Pension scams are on the increase in the UK
‘One-off’ pension investments, pension ‘loans’ or upfront cash are being used to entice retirement savers. For most people the offers will be bogus. Members who are taken in, will lose most, if not all of their savings. It remains the law that members can only take up to 25% of their pension savings as a cash lump sum after the age of 55, with very few exceptions, such as serious ill health. Although this may change from April 2015, it’s important that members aren’t fooled into thinking that this is the law today. Members may lose out financially both in loss of savings and tax charges, which they may be subject to, of over half their transfer value for taking an unauthorised payment.

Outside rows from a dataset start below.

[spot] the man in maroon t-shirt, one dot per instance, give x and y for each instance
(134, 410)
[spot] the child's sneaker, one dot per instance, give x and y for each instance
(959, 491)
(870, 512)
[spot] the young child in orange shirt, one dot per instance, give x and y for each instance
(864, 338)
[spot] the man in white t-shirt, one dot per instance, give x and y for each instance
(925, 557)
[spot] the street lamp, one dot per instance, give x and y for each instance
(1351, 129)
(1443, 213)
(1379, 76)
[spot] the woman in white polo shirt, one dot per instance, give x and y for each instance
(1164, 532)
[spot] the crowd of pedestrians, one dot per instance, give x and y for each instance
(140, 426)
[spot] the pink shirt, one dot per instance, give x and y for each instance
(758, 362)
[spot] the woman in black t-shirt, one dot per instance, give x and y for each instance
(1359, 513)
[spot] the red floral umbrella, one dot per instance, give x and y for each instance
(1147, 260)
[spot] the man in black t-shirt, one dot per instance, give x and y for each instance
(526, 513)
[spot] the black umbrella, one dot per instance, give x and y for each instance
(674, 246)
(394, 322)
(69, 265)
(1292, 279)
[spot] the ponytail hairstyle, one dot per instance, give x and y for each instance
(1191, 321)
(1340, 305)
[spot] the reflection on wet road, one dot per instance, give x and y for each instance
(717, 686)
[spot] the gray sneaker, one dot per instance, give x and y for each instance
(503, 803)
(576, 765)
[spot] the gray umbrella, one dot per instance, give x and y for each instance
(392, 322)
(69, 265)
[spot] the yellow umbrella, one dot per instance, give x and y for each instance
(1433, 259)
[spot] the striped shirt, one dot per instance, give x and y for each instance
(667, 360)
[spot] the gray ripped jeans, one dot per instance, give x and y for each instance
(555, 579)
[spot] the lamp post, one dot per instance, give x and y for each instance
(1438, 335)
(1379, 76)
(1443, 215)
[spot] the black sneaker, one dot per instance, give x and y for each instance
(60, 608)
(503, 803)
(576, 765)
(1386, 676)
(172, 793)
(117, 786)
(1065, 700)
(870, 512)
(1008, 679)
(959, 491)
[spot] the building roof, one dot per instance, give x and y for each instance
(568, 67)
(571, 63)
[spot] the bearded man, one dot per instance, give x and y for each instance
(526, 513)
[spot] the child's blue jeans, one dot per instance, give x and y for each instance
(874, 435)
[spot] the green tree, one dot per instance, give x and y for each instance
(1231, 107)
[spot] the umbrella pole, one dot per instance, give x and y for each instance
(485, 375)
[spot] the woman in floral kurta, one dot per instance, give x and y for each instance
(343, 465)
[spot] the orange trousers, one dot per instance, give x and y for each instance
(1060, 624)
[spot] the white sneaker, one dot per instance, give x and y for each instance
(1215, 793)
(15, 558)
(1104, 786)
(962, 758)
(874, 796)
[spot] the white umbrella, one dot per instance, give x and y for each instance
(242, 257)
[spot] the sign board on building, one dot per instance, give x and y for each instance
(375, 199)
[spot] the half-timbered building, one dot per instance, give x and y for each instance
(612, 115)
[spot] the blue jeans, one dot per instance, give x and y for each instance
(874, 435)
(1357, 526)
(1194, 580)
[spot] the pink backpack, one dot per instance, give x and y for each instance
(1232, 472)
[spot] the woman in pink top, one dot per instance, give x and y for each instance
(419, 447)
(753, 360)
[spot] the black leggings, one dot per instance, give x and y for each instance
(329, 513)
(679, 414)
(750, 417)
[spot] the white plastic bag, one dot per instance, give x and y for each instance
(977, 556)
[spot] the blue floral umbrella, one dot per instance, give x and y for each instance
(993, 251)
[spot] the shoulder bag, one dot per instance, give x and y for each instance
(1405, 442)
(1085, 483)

Pension scams can take many forms. Some scams will appear to be legal, and some of the people that offer them may even suggest that the Government has asked them to contact members. Here are some common features of pension scams:
- Phrases like ‘one-off investment opportunities’, ‘free pension reviews’, ‘legal loopholes’, ‘cash bonus’, ‘government endorsement’

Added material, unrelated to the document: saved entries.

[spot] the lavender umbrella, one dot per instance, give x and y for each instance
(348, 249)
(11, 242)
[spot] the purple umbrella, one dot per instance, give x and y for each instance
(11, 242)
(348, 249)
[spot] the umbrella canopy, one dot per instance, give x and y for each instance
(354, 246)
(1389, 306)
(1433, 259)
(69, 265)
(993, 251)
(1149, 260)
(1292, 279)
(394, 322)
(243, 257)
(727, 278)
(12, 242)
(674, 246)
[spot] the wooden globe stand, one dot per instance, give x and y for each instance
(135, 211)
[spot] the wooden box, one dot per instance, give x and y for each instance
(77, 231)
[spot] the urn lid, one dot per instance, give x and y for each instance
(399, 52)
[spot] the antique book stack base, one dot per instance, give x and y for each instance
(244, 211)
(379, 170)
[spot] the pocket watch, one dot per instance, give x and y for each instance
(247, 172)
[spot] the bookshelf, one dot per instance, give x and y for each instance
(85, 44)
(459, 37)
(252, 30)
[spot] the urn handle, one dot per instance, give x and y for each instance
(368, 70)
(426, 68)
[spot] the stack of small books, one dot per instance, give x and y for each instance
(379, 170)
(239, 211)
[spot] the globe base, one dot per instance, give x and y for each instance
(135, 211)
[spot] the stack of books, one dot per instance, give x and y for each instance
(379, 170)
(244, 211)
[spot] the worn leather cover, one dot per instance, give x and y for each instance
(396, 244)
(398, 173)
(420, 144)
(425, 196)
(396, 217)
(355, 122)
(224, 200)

- Victims are approached out of the blue over the phone, via text messages or in person door-to-door
- Transfers of money or investments overseas, meaning the money is harder to recover
- Access to pension pot before age 55
- No member copy of documentation
- Victims encouraged to speed up transfer of their money to the new scheme.
Scams may be presented as unique investment opportunities. Many will get the victim’s attention by offering a free pension review. Members will often be encouraged to transfer their pension quickly, and they may be expected to sign documents brought to them by courier. Once the pension is transferred, it’s too late. Many victims will lose their entire pension and have to pay a large tax charge on top.